A medida gerou reações imediatas, levando o governo a rever parcialmente o decreto horas depois, especialmente em relação a investimentos no exterior e remessas de pessoas físicas. No entanto, os ajustes mantidos devem pesar no orçamento de muitos brasileiros. Um exemplo é o aumento da alíquota sobre compras internacionais com cartões, que subirá de 3,38% para 3,5%, interrompendo uma trajetória de redução progressiva prevista até 2028.

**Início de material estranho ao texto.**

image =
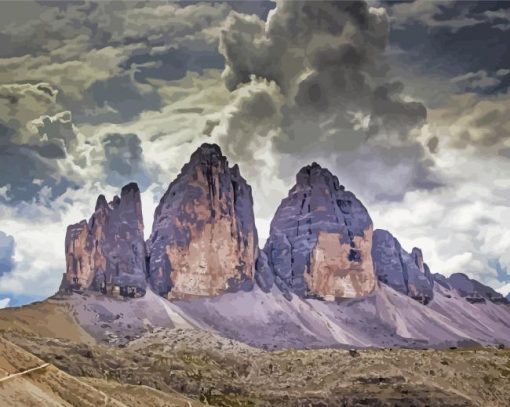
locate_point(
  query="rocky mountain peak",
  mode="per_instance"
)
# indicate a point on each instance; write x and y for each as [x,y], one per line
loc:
[204,239]
[320,240]
[472,290]
[107,253]
[314,175]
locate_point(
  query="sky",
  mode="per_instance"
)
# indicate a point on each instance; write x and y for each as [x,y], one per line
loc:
[408,103]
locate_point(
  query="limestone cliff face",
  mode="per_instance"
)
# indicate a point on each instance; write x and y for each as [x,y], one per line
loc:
[108,253]
[400,270]
[320,240]
[204,241]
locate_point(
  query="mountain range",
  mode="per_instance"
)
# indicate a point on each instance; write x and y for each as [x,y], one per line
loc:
[325,277]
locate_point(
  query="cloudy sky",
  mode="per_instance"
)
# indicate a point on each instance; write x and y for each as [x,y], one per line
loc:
[407,103]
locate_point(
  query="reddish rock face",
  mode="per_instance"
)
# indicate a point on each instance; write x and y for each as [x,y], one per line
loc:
[320,240]
[108,253]
[204,241]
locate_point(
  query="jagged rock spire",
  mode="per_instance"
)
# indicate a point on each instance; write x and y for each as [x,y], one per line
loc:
[204,239]
[320,240]
[108,253]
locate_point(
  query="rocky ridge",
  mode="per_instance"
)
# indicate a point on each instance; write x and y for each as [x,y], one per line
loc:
[204,240]
[107,253]
[204,243]
[404,272]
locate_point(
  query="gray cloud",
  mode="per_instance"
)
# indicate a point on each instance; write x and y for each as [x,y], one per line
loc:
[326,58]
[6,253]
[479,80]
[124,160]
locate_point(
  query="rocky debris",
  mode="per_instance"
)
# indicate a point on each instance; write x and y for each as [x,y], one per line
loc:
[108,253]
[404,272]
[472,290]
[320,240]
[204,240]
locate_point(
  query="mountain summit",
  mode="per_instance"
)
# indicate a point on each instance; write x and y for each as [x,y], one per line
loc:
[204,239]
[324,277]
[321,239]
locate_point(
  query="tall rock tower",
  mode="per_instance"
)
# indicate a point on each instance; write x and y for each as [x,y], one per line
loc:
[204,240]
[108,253]
[320,241]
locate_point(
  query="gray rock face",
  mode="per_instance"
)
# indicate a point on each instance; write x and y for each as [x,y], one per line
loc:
[108,253]
[320,240]
[386,253]
[472,290]
[204,240]
[404,272]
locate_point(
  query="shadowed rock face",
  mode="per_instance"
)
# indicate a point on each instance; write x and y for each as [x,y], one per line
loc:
[108,253]
[204,241]
[320,240]
[400,270]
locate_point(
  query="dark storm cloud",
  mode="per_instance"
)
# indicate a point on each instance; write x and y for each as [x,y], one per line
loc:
[326,58]
[6,253]
[454,38]
[33,143]
[124,160]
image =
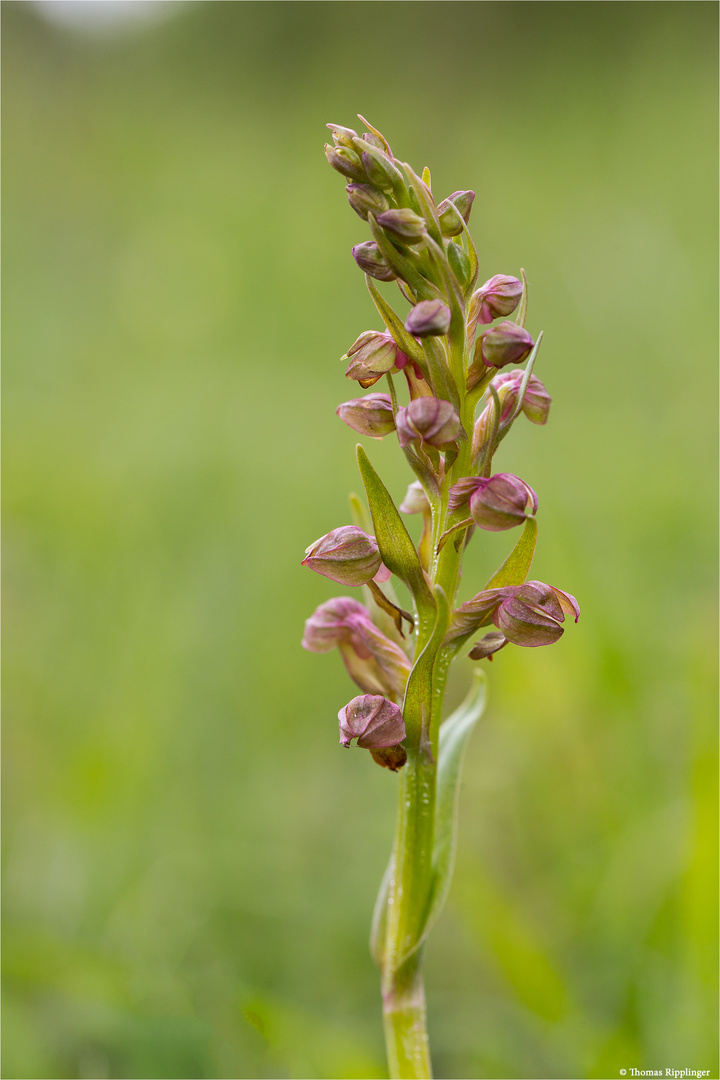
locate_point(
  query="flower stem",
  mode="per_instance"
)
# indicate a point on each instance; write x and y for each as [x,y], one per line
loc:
[406,1029]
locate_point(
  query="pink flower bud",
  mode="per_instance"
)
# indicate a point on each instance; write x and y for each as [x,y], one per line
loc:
[345,555]
[404,225]
[372,661]
[429,319]
[535,403]
[505,343]
[371,415]
[501,501]
[531,617]
[499,296]
[487,646]
[374,720]
[528,615]
[370,356]
[330,623]
[372,262]
[431,420]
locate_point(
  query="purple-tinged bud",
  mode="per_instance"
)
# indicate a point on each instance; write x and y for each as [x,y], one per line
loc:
[496,502]
[430,420]
[429,319]
[374,720]
[329,624]
[499,296]
[371,415]
[531,617]
[370,356]
[535,403]
[374,662]
[505,343]
[345,161]
[501,501]
[365,199]
[343,136]
[404,225]
[372,262]
[459,262]
[416,500]
[485,648]
[378,165]
[476,612]
[453,210]
[345,555]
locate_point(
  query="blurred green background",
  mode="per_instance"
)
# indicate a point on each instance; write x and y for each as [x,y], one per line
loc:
[190,861]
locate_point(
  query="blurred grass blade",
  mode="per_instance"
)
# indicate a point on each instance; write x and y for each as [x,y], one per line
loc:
[516,567]
[396,548]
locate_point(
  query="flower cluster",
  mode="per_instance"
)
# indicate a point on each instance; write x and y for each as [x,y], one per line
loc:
[453,347]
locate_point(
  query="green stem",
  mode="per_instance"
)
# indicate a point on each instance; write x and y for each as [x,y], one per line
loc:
[412,878]
[406,1028]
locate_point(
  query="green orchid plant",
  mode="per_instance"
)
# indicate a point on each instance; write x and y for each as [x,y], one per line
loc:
[453,349]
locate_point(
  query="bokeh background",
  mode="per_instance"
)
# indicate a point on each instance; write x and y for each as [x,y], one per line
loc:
[190,861]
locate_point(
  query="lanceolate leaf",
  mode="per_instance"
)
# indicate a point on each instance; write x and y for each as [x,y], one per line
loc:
[396,548]
[394,324]
[418,702]
[452,741]
[516,567]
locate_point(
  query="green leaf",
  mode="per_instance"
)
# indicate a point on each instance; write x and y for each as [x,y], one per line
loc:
[452,741]
[516,567]
[522,307]
[418,701]
[394,324]
[399,265]
[425,201]
[396,548]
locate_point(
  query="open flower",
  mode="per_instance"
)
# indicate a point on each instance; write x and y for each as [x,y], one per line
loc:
[494,502]
[371,415]
[505,343]
[374,720]
[374,662]
[529,615]
[345,555]
[430,420]
[499,296]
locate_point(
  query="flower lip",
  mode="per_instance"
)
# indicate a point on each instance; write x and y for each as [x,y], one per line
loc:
[496,502]
[505,343]
[432,420]
[499,296]
[371,415]
[374,720]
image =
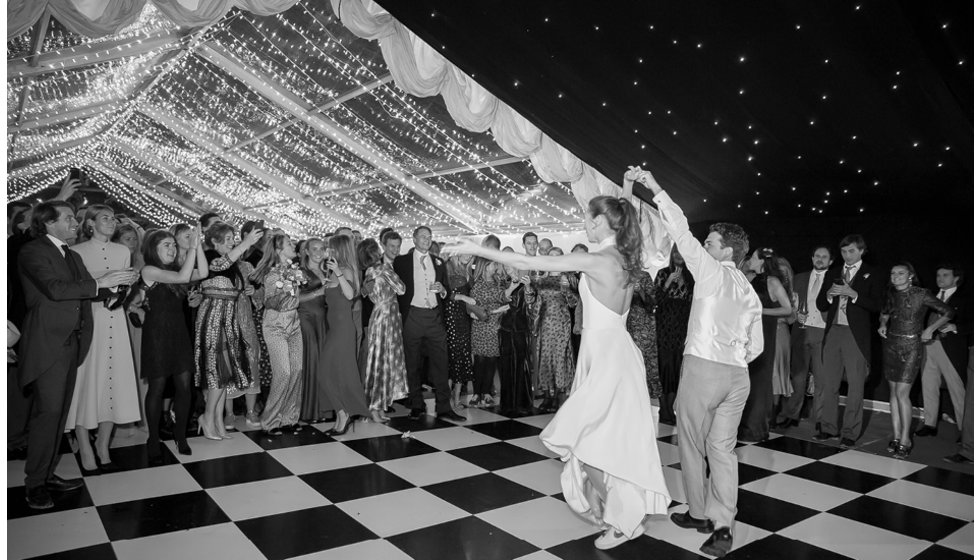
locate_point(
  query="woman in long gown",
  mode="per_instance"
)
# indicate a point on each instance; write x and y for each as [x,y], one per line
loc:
[642,326]
[383,362]
[605,433]
[342,388]
[281,281]
[769,284]
[313,326]
[167,353]
[551,314]
[674,292]
[105,390]
[901,327]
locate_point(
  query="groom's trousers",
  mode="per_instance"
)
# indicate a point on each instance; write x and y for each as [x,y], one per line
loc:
[709,404]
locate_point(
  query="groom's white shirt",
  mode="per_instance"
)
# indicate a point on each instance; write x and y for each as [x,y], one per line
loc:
[726,313]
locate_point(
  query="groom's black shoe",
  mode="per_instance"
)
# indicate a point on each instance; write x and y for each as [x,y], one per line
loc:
[719,543]
[687,522]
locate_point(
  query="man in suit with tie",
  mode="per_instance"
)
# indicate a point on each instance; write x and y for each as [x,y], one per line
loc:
[425,282]
[851,297]
[807,341]
[56,335]
[947,358]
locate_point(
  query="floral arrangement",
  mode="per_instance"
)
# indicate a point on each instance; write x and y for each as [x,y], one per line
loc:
[291,278]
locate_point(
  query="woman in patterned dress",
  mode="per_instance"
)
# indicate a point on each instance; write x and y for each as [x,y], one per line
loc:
[313,326]
[105,389]
[551,315]
[383,362]
[281,281]
[901,327]
[458,325]
[642,326]
[488,295]
[674,289]
[221,353]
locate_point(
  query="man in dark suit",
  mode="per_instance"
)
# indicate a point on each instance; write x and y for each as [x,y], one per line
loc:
[425,282]
[56,334]
[948,358]
[807,340]
[851,297]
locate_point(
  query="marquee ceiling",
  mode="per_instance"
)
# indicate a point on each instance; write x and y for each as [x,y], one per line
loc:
[283,118]
[746,111]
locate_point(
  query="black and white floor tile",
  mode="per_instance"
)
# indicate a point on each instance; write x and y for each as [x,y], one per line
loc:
[485,489]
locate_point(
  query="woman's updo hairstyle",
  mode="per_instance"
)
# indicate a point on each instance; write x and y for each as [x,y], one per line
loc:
[624,221]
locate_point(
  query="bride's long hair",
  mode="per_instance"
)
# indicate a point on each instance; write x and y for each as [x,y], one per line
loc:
[623,220]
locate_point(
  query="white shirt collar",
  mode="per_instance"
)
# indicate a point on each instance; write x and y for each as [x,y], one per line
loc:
[58,243]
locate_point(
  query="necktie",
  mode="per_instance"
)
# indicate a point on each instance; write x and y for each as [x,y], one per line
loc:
[71,262]
[848,272]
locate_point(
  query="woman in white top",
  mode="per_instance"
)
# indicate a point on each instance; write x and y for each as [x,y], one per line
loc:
[605,432]
[105,389]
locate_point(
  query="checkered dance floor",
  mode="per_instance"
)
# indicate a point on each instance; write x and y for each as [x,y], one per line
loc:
[484,490]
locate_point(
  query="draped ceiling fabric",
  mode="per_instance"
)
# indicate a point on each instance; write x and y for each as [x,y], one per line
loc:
[793,118]
[421,71]
[98,18]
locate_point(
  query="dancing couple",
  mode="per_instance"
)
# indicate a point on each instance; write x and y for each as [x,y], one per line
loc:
[606,432]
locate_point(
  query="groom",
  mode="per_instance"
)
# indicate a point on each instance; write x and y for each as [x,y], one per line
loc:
[724,334]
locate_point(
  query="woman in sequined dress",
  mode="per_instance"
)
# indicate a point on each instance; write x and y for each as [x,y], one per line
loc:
[383,362]
[901,325]
[221,352]
[458,325]
[551,305]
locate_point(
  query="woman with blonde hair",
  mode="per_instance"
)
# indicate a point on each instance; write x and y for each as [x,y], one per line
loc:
[605,433]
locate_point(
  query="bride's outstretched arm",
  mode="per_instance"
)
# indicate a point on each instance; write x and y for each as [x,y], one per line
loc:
[572,262]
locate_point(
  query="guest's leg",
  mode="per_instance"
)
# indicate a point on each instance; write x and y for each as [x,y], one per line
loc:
[695,396]
[720,505]
[893,408]
[814,355]
[412,339]
[856,368]
[904,411]
[435,343]
[182,407]
[18,411]
[954,384]
[102,441]
[966,448]
[930,387]
[831,373]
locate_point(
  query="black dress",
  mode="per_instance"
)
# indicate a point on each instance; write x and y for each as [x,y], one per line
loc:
[673,312]
[515,375]
[166,348]
[458,334]
[313,327]
[903,348]
[755,418]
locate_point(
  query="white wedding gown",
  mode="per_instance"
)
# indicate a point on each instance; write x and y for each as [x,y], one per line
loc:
[606,423]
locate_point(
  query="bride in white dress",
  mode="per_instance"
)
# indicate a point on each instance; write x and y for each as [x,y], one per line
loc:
[605,432]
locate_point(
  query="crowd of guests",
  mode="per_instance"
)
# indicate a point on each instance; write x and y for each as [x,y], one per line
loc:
[219,320]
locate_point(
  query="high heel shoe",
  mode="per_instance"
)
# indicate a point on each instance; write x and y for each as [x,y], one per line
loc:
[349,425]
[202,429]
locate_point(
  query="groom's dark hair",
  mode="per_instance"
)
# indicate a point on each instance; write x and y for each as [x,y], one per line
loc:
[732,235]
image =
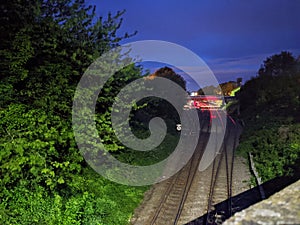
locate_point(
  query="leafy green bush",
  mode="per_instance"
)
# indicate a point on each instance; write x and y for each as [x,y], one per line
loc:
[270,105]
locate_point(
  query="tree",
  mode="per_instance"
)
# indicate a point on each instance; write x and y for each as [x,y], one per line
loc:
[168,73]
[278,64]
[47,45]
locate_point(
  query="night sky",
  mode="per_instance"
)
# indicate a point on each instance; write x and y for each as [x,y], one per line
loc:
[232,36]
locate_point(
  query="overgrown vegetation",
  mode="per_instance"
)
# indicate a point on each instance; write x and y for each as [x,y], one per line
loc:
[46,45]
[270,107]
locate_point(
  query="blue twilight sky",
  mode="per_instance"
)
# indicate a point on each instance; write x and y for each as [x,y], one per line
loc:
[232,36]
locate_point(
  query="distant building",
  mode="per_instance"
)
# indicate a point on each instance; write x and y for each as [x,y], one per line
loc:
[194,93]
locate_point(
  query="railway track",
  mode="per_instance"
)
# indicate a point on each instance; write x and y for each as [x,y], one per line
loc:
[221,179]
[169,207]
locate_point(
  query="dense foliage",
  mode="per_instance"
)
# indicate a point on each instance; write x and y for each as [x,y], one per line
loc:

Custos Elevados para Empréstimos e Investimentos
Empresas de pequeno porte e microempreendedores individuais (MEIs) sentirão os efeitos, já que os empréstimos ficarão mais caros a partir desta sexta-feira (23/5). Além disso, contribuições mensais acima de R$ 50 mil em planos de previdência privada, como o VGBL, passarão a ter uma tributação de 5%. A justificativa é coibir o uso desses produtos como mecanismo de redução de impostos por contribuintes de alta renda.
Cenário Fiscal e Reações do Mercado
Autoridades destacaram a necessidade desses ajustes para manter o equilíbrio fiscal, mesmo reconhecendo o impacto significativo das mudanças. Enquanto isso, dados recentes mostram que a administração federal enfrenta desaprovação de 54% da população, segundo pesquisa divulgada na véspera.
Paralelamente, o governo anunciou um contingenciamento de R$ 31,3 bilhões nas contas públicas, superando as expectativas do mercado, que previa cortes menores. Especialistas avaliam que o movimento reforça o compromisso com as metas fiscais, embora desafios persistam, especialmente diante da desaceleração econômica e possíveis ajustes em programas sociais.
Ainda que as medidas tenham sido tomadas por decreto—sem necessidade de aprovação legislativa—, o debate sobre seus efeitos a médio prazo deve se intensificar nos próximos meses.